VIVA VILLA !

L’Europe des championnats est décidément bien plus intéressante que le premier tour moribond de Ligue des Champions. Tandis que les gros ont mis la vitesse de croisière en Europe (mis à part MU et PSG qui ont peiné), ils laissent la vedette à quelques « petits révoltés » sur le plan local. Girona, Leverkusen, Stuttgart, voire Nice rendent leur championnat plus attractif. Et mention spéciale au Aston Villa d’Unaï Emery…

Battre dans la même semaine Manchester City et Arsenal permet de marquer son territoire. Et si le score fut à chaque fois 1-0, la manière a largement différé. Supérieur à un Manchester City emprunté, Villa a marqué vite contre Arsenal avant de subir terriblement le reste du match. Comme un petit accroché à sa surprise en Cup… Mais, loin de nuancer la performance des Villans, cette double identité la renforce au contraire. Elle montre que Villa est armé pour de sacrées conquêtes, quand il faut savoir tout faire. Créer la tempête, comme la subir… Alors, certes, Aston Villa n’est « que » troisième de Premier League. Quand le Bayer Leverkusen et Girona mènent carrément leurs « Ligas » respectives. Mais le parcours d’Aston Villa, dans le plus difficile championnat du monde, est une bouffée d’oxygène encore plus grande. Ici, l’ingrédient recherché n’est pas seulement l’effet de surprise. Même si l’incertitude est un critère important, à preuve l’exemple contraire sur la Ligue des Champions où, sur 6 matches et avec des écarts de budget conséquents, la surprise est denrée rare.

Donc oui, trouver Girona plus haut que le Real, l’Atletico et venir battre le grand voisin catalan barcelonais est une divine (et très inhabituelle) surprise. Cela nous remémore des années lointaines où la Real Sociedad, l’Athletic Bilbao, le Deportivo La Corogne ou Valence pouvaient être champions. Et cela fait grand bien dans un environnement où seul le gigantisme (budget, mercato, sélection mondiale) fait fantasmer les fans de foot. Quand Manchester United ou Lyon chutent dangereusement, la seule chose qui intéresse (à part virer l’entraîneur…), c’est le mercato d’hiver qui va « tout changer ». Mais travailler à la régulière, améliorer l’équipe en remettant d’aplomb de bons joueurs devenus «chèvres» en quinze jours ? Dépassé. Point de salut sans Saint Mercato ! Or, il y a évidemment d’autres méthodes. Et elles sont là, juste devant nos yeux. Xabi Alonso, Emery… Non que le Bayer Leverkusen ou Aston Villa soient des clubs « sans abri ». Ils ont tous deux des moyens et de bons joueurs. Avec son budget aux alentours de 250 Millions d’Euros, Villa serait en course pour la deuxième place en France, Allemagne ou Italie. Et son effectif, certes boosté par l’effet marché anglais, est estimé à 630 Millions par TransfertMarkt. Mais rien de comparable avec les six plus gros budgets de Premier League qui sont entre 2 et 3 fois supérieurs. De là à espérer rééditer le coup du siècle de Leicester…
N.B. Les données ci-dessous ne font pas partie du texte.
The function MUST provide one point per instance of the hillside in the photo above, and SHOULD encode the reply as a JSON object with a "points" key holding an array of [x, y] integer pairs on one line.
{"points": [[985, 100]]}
Ce qui est passionnant, c’est de voir une équipe évoluer, progresser. Et c’est ce que réussit à faire Unaï Emery depuis sa prise de fonction. Tel joueur qui paraissait moyen dans un contexte devient alors un sacré gaillard. Dans le genre, le capitaine John McGinn est un fameux exemple. Déboulé en Championship au club il y a cinq ans, il paraît aujourd’hui comme un milieu infatigable et indestructible. Si le garçon a toujours montré de l’ardeur au travail, son pied gauche et son QI foot a considérablement augmenté. Et ça, ça n’est pas donné à tout le monde. Il faut avoir un entraîneur qui sait faire progresser les joueurs. Et savoir jauger leur potentiel…

Le basque Unaï Emery a, indiscutablement, cette faculté qui lui a permis de faire monter bien haut des Séville, Villarreal et maintenant Aston Villa. Un entraîneur de clubs moyens ? Si vous avez cru le déceler dans mes propos, je corrige immédiatement. J’ai été de ceux qui ont beaucoup critiqué Emery lors de son passage à Paris. Mais sûrement pas sur ses qualités. Jamais je ne me suis mêlé à ceux qui pensent que l’OM avait recruté un entraîneur de DH avec Marcelino cette saison. Vade retro…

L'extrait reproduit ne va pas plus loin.